We already have outside maintainers on the national road network: those who use the Stoke-on-Trent to beyond Derby part of the A50 will be aware that this is maintained by a company called Connect A50 Ltd, or Connect Roads. So private sector involvement is not a new concept. But the A50 remains a wholly owned public asset, with just a maintenance contract.
What is being proposed is far more radical: companies will lease roads, or parcels of the road network, for an agreed term, and be responsible for maintenance and improvement. Leasing out of public infrastructure is also not a new concept: the High Speed 1 line (HS1) from London to the Channel Tunnel has been leased for a 30 year period to outside investors.
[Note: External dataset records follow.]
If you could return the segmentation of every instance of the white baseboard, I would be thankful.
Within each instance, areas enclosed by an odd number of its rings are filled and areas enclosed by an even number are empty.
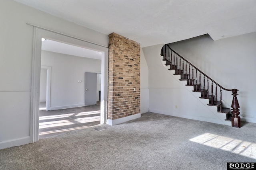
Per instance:
[[[85,106],[84,104],[73,104],[72,105],[62,106],[60,106],[51,107],[49,110],[59,110],[60,109],[68,109],[70,108],[78,107],[79,107]]]
[[[239,116],[241,117],[241,121],[245,121],[247,122],[254,123],[256,123],[256,118],[246,117],[245,116],[243,116],[241,115],[239,115]]]
[[[30,137],[29,136],[3,141],[0,142],[0,149],[16,146],[22,145],[30,143]]]
[[[230,121],[223,121],[218,119],[214,119],[207,117],[203,117],[202,116],[194,116],[193,115],[181,114],[177,113],[171,113],[163,110],[159,110],[154,109],[150,109],[149,111],[156,113],[162,114],[163,115],[169,115],[170,116],[175,116],[177,117],[182,117],[186,119],[189,119],[193,120],[199,120],[200,121],[206,121],[207,122],[213,123],[214,123],[220,124],[221,125],[226,125],[228,126],[231,125],[231,122]]]
[[[108,119],[108,124],[111,125],[116,125],[140,117],[140,113],[137,113],[114,120]]]

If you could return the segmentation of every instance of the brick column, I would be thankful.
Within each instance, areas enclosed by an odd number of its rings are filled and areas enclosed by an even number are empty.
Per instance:
[[[109,35],[108,118],[140,113],[140,44],[112,33]]]

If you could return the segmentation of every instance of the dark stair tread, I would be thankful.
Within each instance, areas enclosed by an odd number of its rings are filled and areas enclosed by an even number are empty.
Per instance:
[[[192,90],[193,92],[197,92],[198,93],[202,93],[202,90]]]
[[[215,104],[215,101],[213,102],[213,104],[207,104],[208,106],[218,106],[220,104],[220,102],[217,102],[217,104]]]
[[[232,117],[232,115],[231,114],[228,114],[227,115],[227,119],[225,120],[226,121],[231,121],[231,117]]]
[[[230,111],[230,109],[228,108],[224,108],[222,107],[221,109],[221,111],[220,111],[220,107],[218,108],[218,112],[220,113],[229,113]]]
[[[189,80],[190,79],[188,79],[188,80]],[[191,80],[191,79],[190,79]],[[185,86],[196,86],[197,84],[186,84]],[[198,84],[197,84],[198,85]]]
[[[202,92],[204,92],[204,91],[203,91]],[[214,98],[214,96],[213,96],[213,97]],[[199,97],[199,98],[201,98],[201,99],[210,99],[211,98],[212,98],[212,97],[210,96],[209,96],[209,97]]]

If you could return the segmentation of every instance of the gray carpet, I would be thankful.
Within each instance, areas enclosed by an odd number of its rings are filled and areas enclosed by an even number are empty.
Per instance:
[[[256,162],[256,124],[242,125],[149,112],[0,150],[0,169],[226,170],[228,162]]]

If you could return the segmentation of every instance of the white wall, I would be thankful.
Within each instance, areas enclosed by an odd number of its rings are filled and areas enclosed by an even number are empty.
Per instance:
[[[206,35],[170,45],[224,88],[238,89],[242,120],[256,123],[256,32],[216,41]],[[225,92],[222,95],[230,106],[231,93]]]
[[[41,68],[40,75],[40,102],[46,102],[46,78],[47,69]]]
[[[108,46],[108,36],[11,0],[0,1],[0,149],[30,143],[33,27]]]
[[[100,72],[101,61],[44,50],[41,57],[52,68],[50,110],[84,106],[84,74]]]
[[[254,109],[256,80],[253,78],[256,64],[255,39],[256,33],[216,41],[205,35],[170,46],[223,87],[239,89],[242,120],[256,123]],[[206,106],[207,100],[199,99],[198,93],[191,92],[190,87],[184,86],[184,82],[178,80],[178,77],[163,65],[162,57],[159,56],[163,45],[142,49],[149,70],[150,111],[224,124],[221,113],[214,111],[214,107]],[[225,105],[230,107],[232,92],[222,92]]]
[[[148,68],[142,49],[140,49],[140,113],[148,111]]]
[[[217,107],[207,105],[207,100],[199,98],[199,93],[174,76],[174,71],[164,66],[160,51],[163,45],[142,49],[148,67],[150,111],[222,124],[225,115]],[[177,106],[176,108],[176,106]]]

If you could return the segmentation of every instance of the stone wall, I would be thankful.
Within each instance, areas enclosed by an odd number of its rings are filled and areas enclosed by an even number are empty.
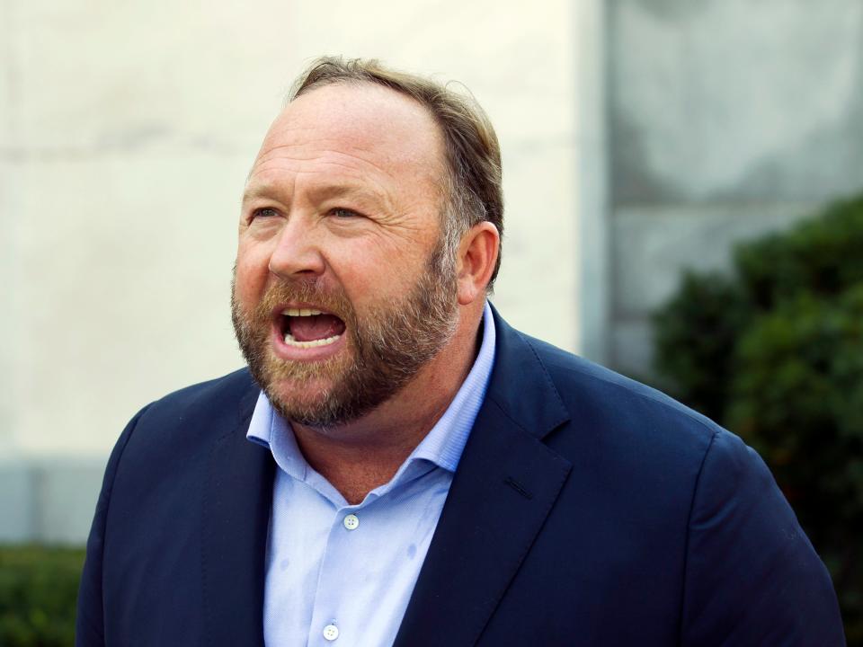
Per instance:
[[[608,359],[645,375],[683,268],[863,189],[863,4],[612,0],[608,22]]]

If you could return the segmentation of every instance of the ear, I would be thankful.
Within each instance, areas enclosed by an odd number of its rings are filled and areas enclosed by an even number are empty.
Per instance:
[[[457,258],[459,305],[467,306],[485,297],[500,246],[497,227],[488,221],[474,225],[461,237]]]

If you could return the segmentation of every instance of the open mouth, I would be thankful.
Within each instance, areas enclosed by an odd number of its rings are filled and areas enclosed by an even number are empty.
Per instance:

Thus far, the proposals do not include charging tolls – which is the first concern of many people, especially those who have experienced toll motorways on mainland Europe – but are vague on whether this may be allowed in the future. The idea that new roads may carry a toll charge is easy enough to understand, but will adding lanes or “managed motorways” (eg hard shoulder running) also mean tolls?
And who decides on funding levels, which may well come from revenues generated by the Road Fund Licence? Will spending on keeping that part of the road network that has not been leased out be maintained? What extra costs can motorists and hauliers expect to have to stump up when this new deal is up and running? How long will the lease periods be?
Those who major in this area will no doubt be able to think of many more questions that this jolly good new idea throws up. It sounds interesting, and those on the right will no doubt already be slavering in true Pavlovian fashion over the thought that the hated public sector could be cut back in line with their ideological imperatives. But today’s Daily Mail headline, “New Age Of Pay-To-Drive”, is what will stick.
So, Dave, let’s have some answers before you sign the network away.